The aim of the study is to assess whether perioperative use of high-flow nasal oxygen (HFNO) during the period from induction of anesthesia until discharge from the post-anesthesia care unit in patients undergoing robotic-assisted surgery reduces perioperative oxygen desaturation and postoperative pulmonary complications.
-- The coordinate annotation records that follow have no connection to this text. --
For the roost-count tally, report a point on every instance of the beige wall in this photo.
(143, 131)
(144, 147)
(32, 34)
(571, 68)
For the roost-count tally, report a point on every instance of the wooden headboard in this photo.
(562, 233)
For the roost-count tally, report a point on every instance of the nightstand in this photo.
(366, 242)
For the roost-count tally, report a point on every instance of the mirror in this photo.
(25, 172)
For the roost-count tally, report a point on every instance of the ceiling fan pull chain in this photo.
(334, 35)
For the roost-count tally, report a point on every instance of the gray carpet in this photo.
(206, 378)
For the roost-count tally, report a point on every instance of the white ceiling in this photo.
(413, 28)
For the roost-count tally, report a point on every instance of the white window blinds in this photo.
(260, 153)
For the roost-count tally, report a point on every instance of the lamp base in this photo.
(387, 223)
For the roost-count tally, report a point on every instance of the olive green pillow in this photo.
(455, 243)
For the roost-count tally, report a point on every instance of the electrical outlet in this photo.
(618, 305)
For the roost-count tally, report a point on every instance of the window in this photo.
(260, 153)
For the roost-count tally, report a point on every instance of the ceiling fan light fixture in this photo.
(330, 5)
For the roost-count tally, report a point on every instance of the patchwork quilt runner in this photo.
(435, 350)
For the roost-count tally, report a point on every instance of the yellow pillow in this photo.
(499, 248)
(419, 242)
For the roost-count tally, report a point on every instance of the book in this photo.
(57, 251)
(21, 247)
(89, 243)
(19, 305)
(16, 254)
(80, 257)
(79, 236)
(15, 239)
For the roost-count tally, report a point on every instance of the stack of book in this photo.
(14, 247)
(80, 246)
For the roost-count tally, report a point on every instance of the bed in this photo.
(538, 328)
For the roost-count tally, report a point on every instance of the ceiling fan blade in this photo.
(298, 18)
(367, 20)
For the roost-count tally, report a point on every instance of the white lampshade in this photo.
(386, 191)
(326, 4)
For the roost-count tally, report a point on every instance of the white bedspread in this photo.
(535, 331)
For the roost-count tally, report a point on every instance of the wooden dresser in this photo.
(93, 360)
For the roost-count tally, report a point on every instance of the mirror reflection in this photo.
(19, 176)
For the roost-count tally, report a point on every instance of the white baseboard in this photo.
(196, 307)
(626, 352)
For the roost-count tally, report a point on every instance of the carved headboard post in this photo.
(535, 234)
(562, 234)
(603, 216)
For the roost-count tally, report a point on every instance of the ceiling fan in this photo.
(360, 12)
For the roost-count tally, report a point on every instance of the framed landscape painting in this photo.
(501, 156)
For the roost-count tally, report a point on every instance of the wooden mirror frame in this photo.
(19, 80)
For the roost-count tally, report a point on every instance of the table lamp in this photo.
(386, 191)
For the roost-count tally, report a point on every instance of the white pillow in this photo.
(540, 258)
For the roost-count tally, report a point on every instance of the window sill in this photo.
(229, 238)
The investigators hypothesize that perioperative HFNO reduces perioperative oxygen desaturation and reduces postoperative pulmonary complications in patients undergoing robotic-assisted surgery.
Study Type
INTERVENTIONAL
Allocation
RANDOMIZED
Purpose
TREATMENT
Masking
SINGLE
Enrollment
190
In the intervention group, high-flow nasal oxygen (HFNO) will be initiated at the start of preoxygenation and maintained throughout the apneic phase of induction until successful tracheal intubation. HFNO will be reinitiated immediately prior to extubation and continued throughout the early postoperative period until discharge from the post-anesthesia care unit (PACU). HFNO can be discontinued earlier in the PACU at the discretion of the nurse treating the patient, or upon patient request. HFNO can further be changed to standard of care (standard oxygen mask or standard nasal cannula) at any time at the discretion of the anesthesia provider or PACU nurse. Flow rates and fraction of inspired oxygen (FiO₂) will follow the study protocol (60 liters per minute at 100% O2 for induction of anesthesia, 60 liters per minute at 70% O2 for extubation until 10 minutes after arrival in the PACU with subsequent weaning over the first hour after PACU arrival).
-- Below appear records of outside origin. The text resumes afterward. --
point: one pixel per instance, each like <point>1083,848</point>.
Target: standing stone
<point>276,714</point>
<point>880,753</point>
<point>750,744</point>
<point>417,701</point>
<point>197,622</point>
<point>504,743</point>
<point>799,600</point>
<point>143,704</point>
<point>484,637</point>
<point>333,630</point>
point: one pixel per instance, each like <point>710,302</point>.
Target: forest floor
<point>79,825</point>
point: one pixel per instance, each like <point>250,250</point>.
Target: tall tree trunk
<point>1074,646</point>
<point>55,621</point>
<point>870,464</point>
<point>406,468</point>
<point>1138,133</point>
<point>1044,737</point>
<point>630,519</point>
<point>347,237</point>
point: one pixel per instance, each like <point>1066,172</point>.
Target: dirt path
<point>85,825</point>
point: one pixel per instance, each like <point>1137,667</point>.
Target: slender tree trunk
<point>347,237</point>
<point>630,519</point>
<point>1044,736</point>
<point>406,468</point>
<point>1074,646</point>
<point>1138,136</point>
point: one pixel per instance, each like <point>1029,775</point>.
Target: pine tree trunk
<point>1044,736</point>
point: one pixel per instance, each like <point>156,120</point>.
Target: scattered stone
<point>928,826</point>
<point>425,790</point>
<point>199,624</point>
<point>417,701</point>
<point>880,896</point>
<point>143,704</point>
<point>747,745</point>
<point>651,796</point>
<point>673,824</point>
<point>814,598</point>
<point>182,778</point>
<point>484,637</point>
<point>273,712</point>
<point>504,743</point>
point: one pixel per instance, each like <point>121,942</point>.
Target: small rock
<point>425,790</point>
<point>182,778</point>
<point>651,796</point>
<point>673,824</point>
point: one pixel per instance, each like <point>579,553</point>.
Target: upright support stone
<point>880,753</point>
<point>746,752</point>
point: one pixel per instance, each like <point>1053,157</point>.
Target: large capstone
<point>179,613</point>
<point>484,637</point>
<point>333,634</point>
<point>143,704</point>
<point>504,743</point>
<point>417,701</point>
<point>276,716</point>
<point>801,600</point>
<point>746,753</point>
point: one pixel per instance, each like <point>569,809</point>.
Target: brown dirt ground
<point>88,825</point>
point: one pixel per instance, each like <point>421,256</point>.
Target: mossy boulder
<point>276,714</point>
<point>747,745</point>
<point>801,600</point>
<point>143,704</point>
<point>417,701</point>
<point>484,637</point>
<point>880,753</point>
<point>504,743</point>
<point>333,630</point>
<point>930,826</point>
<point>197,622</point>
Beth Israel Deaconess Medical Center
Boston, Massachusetts, United States
Incidence of perioperative oxygen desaturation
Incidence of desaturation between induction of anesthesia and discharge from PACU, measured as SpO2 \<92%
Time frame: Assessed continuously from induction of anesthesia until discharge from PACU; duration varies depending on surgical procedure and recovery time, up to 24 hours after surgery
End expiratory lung volume (EELV)
End expiratory lung volume (EELV), measured as difference between pre-oxygenation to post-induction (5min after intubation) and pre-extubation to post-extubation, and pre-extubation to PACU. EELV will be assessed using electrical impedance tomography.
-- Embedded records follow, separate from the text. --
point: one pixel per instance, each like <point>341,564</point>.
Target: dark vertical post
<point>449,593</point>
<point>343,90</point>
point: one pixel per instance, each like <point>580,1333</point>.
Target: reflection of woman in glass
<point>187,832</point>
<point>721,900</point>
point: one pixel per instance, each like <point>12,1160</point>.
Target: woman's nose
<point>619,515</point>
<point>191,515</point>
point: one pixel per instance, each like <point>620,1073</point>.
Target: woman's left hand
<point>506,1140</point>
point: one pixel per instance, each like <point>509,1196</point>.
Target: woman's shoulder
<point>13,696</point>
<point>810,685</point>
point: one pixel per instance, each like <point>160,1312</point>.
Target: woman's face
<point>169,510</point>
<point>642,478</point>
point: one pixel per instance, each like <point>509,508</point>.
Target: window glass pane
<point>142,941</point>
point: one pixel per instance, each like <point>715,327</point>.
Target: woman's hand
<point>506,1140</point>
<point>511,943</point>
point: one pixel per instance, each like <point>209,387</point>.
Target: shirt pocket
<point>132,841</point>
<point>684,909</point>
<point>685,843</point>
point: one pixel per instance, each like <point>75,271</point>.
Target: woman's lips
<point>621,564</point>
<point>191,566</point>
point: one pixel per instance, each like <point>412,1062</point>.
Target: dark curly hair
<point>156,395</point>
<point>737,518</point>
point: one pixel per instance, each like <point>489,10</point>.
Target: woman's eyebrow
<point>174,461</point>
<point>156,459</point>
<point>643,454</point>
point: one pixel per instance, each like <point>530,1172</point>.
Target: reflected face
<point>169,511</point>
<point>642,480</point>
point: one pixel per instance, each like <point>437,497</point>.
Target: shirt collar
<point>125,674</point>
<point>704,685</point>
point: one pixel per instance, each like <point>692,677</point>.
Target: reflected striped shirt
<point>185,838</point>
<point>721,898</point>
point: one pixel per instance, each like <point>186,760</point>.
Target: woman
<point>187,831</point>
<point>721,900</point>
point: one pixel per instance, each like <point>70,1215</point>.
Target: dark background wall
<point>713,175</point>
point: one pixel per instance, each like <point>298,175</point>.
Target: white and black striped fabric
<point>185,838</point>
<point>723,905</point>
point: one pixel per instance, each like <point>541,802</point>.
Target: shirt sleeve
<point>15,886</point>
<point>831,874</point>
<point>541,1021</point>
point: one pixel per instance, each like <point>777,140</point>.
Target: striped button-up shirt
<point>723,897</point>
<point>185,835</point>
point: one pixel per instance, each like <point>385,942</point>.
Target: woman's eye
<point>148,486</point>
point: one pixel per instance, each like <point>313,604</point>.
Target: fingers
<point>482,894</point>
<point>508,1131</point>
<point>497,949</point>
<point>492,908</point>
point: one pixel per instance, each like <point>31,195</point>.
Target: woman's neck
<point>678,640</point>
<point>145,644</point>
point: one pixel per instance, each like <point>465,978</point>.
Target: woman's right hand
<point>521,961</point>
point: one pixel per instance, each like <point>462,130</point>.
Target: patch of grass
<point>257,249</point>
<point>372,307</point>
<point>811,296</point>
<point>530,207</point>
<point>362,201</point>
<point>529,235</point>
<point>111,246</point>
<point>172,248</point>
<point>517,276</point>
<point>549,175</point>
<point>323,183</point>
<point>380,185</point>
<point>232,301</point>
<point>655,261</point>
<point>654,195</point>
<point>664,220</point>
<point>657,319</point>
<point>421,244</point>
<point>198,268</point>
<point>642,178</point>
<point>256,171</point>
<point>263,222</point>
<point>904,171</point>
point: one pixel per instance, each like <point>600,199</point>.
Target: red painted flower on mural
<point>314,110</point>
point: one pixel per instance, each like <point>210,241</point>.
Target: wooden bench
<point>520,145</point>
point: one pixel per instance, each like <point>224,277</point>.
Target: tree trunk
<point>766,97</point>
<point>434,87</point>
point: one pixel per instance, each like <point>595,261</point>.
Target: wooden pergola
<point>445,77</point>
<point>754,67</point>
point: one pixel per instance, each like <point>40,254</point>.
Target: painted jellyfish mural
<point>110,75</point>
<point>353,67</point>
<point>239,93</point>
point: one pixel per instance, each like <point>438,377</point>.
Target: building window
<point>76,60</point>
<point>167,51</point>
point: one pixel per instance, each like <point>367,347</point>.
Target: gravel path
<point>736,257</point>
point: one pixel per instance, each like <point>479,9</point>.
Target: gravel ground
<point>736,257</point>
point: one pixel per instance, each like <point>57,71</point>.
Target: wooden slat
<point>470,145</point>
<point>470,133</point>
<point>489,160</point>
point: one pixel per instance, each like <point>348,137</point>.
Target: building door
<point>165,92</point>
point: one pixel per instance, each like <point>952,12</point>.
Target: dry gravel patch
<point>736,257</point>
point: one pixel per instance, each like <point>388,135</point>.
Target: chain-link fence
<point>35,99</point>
Time frame: Assessed at predefined perioperative time points from pre-oxygenation until discharge from PACU; duration varies depending on surgical procedure and recovery time, up to 24 hours after surgery.
Time-weighted average of oxygen saturation
Time-weighted average of peripherally measured oxygen saturation, during induction of anesthesia (until intubation), between extubation and arrival in the PACU, and during PACU stay.
Time frame: Assessed continuously from induction of anesthesia until discharge from PACU; duration varies depending on surgical procedure and recovery time, up to 24 hours after surgery.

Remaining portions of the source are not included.